In short, they were able to mentally walk through likely unrealized happenings to see beforehand possible obstacles, errors, flaws, requirements, desirable resources, and any contributing factors associated with the undertaking. How they built a Visionary foundation was derived out of acquiring knowledge of the Laws of Nature. That remains applicable to this day. Also, Geography continued to play a major role in Primitive Africans being able to pursue cherished things not biologically necessary for survival (e.g. exploring the world of the Unseen). These combined to lay out patterns of using Leisure to have plenty of focused time to seek Esoteric Knowledge. Those most focused were called Scholars and ofMild, Slight, Moderate, and Intense (Extreme) types. Eventually, African Extreme “Scholar” embraced: (1) Real Self people with (2) Selfhood Greatness + (3) an addiction to Learning + (4) driven to pursue their Mission + (5) who derive pleasure from striving for self-improvement perfection. These Scholars used inner vision into their own Souls’ Divine Consciousness as the key to improving their higher order Thoughts.
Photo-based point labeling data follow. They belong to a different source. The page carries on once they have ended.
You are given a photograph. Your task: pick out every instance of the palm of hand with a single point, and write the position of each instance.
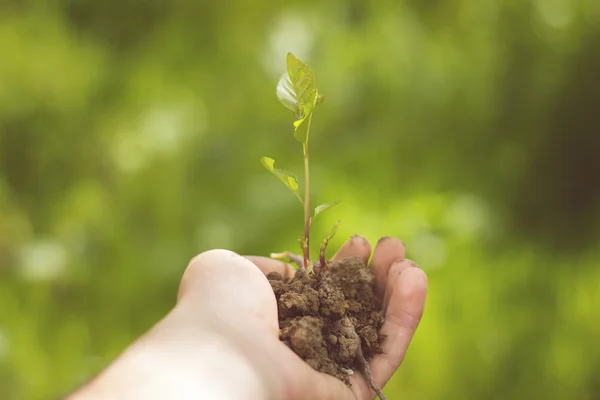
(245, 315)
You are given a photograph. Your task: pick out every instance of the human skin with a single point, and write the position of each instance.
(221, 339)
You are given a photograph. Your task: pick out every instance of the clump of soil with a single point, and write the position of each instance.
(331, 320)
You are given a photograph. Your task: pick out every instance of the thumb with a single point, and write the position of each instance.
(228, 285)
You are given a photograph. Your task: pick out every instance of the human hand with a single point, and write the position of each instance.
(221, 339)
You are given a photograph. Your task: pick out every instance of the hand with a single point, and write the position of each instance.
(221, 339)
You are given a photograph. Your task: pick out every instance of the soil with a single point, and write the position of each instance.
(332, 320)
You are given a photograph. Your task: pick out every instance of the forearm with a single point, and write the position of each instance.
(177, 360)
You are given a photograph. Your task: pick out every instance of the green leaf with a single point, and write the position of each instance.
(332, 232)
(303, 84)
(288, 179)
(319, 209)
(296, 91)
(287, 96)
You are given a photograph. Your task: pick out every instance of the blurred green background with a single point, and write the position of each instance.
(130, 139)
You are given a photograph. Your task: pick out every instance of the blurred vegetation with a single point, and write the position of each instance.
(130, 138)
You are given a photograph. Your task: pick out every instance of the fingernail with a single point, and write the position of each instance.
(383, 239)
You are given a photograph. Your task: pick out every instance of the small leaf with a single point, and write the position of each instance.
(319, 209)
(296, 91)
(303, 84)
(286, 95)
(288, 179)
(332, 232)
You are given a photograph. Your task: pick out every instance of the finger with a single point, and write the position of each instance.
(387, 250)
(303, 382)
(222, 282)
(404, 312)
(268, 265)
(392, 279)
(356, 246)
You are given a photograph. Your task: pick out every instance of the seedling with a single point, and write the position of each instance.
(296, 91)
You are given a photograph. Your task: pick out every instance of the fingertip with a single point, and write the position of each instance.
(268, 265)
(387, 251)
(356, 246)
(223, 282)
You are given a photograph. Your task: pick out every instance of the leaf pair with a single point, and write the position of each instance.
(296, 91)
(291, 182)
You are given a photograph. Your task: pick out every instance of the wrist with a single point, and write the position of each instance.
(180, 360)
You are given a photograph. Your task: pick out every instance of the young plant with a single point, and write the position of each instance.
(296, 91)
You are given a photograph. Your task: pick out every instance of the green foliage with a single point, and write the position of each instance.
(296, 91)
(463, 128)
(287, 178)
(323, 207)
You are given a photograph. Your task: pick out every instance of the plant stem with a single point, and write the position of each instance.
(306, 242)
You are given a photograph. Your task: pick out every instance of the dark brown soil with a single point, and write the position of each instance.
(331, 320)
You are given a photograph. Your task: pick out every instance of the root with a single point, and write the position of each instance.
(348, 330)
(295, 258)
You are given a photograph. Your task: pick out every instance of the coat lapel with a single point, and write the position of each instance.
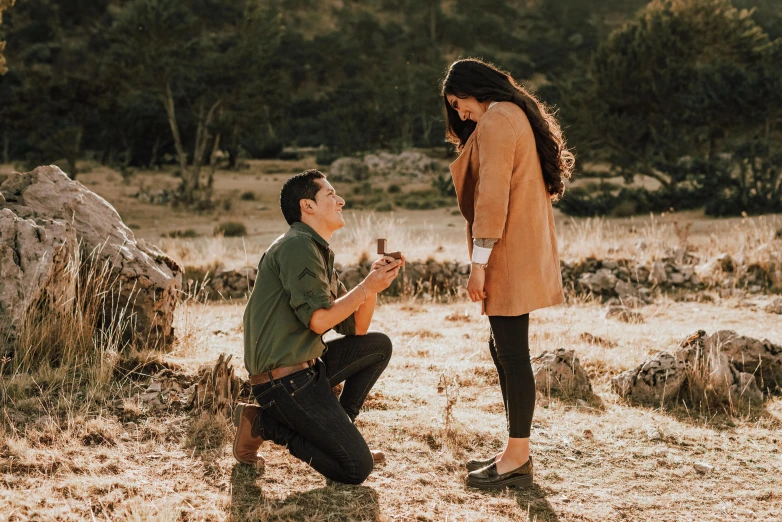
(464, 180)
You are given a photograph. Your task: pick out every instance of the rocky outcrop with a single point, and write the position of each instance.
(725, 366)
(407, 165)
(560, 372)
(147, 280)
(625, 283)
(656, 381)
(38, 262)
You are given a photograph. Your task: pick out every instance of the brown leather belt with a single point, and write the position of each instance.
(279, 373)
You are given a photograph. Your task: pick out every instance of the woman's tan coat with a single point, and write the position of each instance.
(501, 193)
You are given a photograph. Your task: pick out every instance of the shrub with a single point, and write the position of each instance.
(231, 229)
(288, 155)
(325, 158)
(183, 233)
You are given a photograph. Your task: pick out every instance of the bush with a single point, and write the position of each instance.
(288, 155)
(325, 158)
(183, 233)
(607, 199)
(423, 200)
(231, 229)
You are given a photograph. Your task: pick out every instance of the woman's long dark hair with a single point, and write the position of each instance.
(473, 77)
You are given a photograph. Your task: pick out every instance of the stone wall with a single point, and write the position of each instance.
(627, 280)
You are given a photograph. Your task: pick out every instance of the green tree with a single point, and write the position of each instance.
(53, 87)
(197, 56)
(670, 85)
(4, 4)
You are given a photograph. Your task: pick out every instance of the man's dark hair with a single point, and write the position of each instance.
(301, 186)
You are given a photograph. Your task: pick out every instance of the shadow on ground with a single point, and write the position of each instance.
(246, 496)
(533, 501)
(333, 502)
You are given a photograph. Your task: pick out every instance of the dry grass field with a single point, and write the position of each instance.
(78, 446)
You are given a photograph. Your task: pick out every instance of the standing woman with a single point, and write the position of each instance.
(512, 163)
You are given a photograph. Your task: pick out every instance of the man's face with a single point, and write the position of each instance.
(328, 206)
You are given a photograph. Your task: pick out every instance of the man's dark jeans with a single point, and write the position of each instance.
(300, 411)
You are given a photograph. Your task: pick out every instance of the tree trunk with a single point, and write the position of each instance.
(6, 146)
(168, 102)
(153, 153)
(213, 155)
(202, 140)
(217, 387)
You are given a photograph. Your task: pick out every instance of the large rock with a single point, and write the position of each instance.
(38, 262)
(774, 307)
(149, 280)
(753, 356)
(655, 381)
(348, 169)
(722, 366)
(601, 282)
(561, 372)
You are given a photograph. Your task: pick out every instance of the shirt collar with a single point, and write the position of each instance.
(298, 225)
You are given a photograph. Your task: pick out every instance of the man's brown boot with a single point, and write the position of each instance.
(247, 443)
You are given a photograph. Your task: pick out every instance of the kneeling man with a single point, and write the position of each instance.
(297, 298)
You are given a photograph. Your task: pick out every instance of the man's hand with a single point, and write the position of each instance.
(475, 286)
(383, 273)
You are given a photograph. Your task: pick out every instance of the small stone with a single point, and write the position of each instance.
(624, 314)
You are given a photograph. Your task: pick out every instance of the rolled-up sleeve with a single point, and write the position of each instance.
(304, 278)
(496, 142)
(348, 326)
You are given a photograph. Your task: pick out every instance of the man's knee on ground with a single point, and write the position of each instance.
(362, 470)
(383, 343)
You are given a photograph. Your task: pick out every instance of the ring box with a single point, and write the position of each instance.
(382, 245)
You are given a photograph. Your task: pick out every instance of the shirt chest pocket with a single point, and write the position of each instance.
(334, 288)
For Scholars of lesser intensity, upon entering into a Scholarship lifestyle, they had to decide how much to balance scholarship with practical experience; to what degree they would acquire information be pursued–and whether to use it for self-improvement or as ornaments. Yet, all Ancient African Scholars shared in common the awareness: (a) that each was a Selfhood Great master who drew on what was within in order for Selfhood mastery; (b) of mental strength demanding aloneness and quietness in Nature so as to become “One” with its Harmonizing Rhythms; (c) for creating a Selfhood life where a “vacation” could be had simply by residing in ones own Inner World; (d) of needing skill to really, really focus on seeing things as they are; and (e) everything and everybody being ones teacher, for any event has in it a lesson for what to do or not to do. These early African Scholars’ duties included gathering information in order to form options which allowed them to select pertinent research subjects; or penetrate beyond the surface of things so as to extract knowledge amidst attractive distracting appearances. As students of the world, these Scholars never cherished a love of luxury since that concerns Desire, not Truth.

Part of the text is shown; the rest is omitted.